I'm in my early 30s now but read the first two of the trilogy in my teens and loved them, I still own them both and they are more than dog eared as I've picked them up and re-read them many times over the years. Even as an adult reading a book aimed at teens they were still very readable and enjoyable, the style of writing was still suitable to the older market. So I can rule out my disappointment on finally reading the third book being because I was now a lot older than I was when I read the others.
I honestly think that the author should have left it as a two book series and not made it a trilogy. It felt as though she was over egging the pudding and trying to capitalise on what was best left as it was. The book mainly consists of how heartbroken Coll is in the aftermath of the breakup, I think the reader was left in no doubt she would be at the end of book 2. I didn't need to read an entire book about it. The end of the book leaves you with no real, further resolution to the one we were left with at the end of book 2 anyway. Yes, we find out Art really had felt as much as Coll but I think that too was pretty obvious and didn't need pointing out as a big 'ending' to the trilogy.
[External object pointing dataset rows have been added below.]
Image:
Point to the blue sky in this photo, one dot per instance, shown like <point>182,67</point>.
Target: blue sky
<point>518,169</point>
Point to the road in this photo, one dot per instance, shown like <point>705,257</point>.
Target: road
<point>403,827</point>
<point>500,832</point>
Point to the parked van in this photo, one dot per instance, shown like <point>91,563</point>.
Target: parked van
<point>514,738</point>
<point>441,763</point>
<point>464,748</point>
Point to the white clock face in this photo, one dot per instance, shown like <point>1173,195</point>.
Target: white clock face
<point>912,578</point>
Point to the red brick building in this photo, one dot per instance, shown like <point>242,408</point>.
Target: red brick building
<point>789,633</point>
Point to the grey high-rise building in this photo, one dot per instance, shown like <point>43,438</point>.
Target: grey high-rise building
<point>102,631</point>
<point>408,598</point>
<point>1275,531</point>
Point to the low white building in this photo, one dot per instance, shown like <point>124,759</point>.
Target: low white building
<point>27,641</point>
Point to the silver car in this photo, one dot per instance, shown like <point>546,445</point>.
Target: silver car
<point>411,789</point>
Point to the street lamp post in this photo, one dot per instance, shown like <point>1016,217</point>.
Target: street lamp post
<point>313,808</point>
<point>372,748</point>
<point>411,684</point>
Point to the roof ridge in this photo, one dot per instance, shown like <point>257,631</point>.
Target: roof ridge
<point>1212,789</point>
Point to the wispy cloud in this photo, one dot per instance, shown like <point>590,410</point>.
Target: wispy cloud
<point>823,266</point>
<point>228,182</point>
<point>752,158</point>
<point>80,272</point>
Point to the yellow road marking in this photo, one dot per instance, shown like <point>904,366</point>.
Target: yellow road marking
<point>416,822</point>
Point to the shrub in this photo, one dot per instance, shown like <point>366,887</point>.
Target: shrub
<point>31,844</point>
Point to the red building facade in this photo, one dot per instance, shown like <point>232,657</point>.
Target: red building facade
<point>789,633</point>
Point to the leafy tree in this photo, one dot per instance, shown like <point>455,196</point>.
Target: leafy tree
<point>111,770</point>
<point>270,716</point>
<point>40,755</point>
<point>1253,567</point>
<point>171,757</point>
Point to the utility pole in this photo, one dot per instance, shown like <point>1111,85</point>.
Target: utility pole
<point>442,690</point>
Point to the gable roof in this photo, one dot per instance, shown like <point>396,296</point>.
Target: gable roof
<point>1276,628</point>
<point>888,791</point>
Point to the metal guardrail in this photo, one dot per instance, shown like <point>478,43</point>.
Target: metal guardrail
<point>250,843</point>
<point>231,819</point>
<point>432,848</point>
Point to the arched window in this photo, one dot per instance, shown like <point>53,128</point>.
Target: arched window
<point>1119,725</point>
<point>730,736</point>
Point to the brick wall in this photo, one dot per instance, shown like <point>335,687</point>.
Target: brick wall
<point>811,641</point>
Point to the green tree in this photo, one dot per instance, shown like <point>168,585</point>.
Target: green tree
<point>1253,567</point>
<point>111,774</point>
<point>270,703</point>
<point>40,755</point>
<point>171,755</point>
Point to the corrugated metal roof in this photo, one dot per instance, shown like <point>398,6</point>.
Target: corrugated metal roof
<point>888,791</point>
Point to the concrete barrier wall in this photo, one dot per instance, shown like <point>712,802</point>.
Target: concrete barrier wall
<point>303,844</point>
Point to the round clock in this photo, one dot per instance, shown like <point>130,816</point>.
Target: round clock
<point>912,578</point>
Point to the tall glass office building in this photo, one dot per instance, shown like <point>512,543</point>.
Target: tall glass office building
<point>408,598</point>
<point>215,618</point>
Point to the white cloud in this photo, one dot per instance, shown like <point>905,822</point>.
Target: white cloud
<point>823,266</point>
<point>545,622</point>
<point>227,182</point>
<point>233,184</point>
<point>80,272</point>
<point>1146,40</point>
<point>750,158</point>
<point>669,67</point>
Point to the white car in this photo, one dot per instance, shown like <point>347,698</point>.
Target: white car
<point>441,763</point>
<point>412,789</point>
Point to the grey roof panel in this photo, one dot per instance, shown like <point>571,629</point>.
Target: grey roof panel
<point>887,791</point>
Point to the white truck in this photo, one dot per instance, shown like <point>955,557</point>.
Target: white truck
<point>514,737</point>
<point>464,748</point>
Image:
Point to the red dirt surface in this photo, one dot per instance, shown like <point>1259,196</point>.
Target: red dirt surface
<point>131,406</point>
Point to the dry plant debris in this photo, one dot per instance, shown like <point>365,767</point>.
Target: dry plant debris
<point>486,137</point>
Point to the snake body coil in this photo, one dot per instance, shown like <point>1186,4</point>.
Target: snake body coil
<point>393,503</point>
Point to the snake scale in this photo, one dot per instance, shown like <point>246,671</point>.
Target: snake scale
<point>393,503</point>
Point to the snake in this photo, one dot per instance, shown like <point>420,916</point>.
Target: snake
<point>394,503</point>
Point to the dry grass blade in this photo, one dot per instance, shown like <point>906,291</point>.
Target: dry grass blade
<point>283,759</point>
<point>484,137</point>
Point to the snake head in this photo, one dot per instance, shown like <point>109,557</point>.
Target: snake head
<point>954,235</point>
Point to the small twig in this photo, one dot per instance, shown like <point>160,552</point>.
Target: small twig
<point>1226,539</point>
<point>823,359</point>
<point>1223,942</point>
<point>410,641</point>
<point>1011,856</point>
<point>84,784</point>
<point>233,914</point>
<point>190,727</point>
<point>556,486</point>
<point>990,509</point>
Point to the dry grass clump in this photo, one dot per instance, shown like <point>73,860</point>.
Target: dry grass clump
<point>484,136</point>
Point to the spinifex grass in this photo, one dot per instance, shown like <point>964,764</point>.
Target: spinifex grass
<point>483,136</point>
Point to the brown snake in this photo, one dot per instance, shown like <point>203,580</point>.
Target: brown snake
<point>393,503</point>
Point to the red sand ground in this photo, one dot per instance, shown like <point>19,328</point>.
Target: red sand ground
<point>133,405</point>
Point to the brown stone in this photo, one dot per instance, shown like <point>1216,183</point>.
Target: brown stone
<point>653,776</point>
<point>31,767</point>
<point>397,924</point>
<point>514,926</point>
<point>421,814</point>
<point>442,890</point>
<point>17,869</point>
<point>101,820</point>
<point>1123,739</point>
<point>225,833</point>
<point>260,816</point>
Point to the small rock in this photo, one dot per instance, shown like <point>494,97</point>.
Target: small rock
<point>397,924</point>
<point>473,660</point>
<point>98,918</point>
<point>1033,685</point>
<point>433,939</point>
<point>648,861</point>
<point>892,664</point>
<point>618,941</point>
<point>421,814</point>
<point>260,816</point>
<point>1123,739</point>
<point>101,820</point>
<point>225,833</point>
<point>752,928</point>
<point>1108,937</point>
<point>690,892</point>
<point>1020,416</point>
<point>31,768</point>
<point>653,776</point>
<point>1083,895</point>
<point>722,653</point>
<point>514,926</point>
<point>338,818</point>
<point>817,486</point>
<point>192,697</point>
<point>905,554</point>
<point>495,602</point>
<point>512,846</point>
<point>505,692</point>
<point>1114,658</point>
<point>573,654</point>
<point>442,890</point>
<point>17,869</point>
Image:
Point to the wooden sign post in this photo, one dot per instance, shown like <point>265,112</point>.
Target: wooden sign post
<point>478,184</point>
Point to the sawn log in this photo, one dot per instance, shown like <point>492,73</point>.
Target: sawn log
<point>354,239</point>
Nothing in this book is a major revelation and she succeeded in telling us all of this 'between the lines' with the first two books.
I almost wish I hadn't read it as I felt it was so poor (story wise, her writing is as good as ever) it's tainted how I felt about the others which, even as a grown woman, married with kids, I still felt was more than a book but a useful tool for teenagers, to show them the way they feel about relationships/sex is normal.
It was drawing out a story that had, in my opinion, already ended.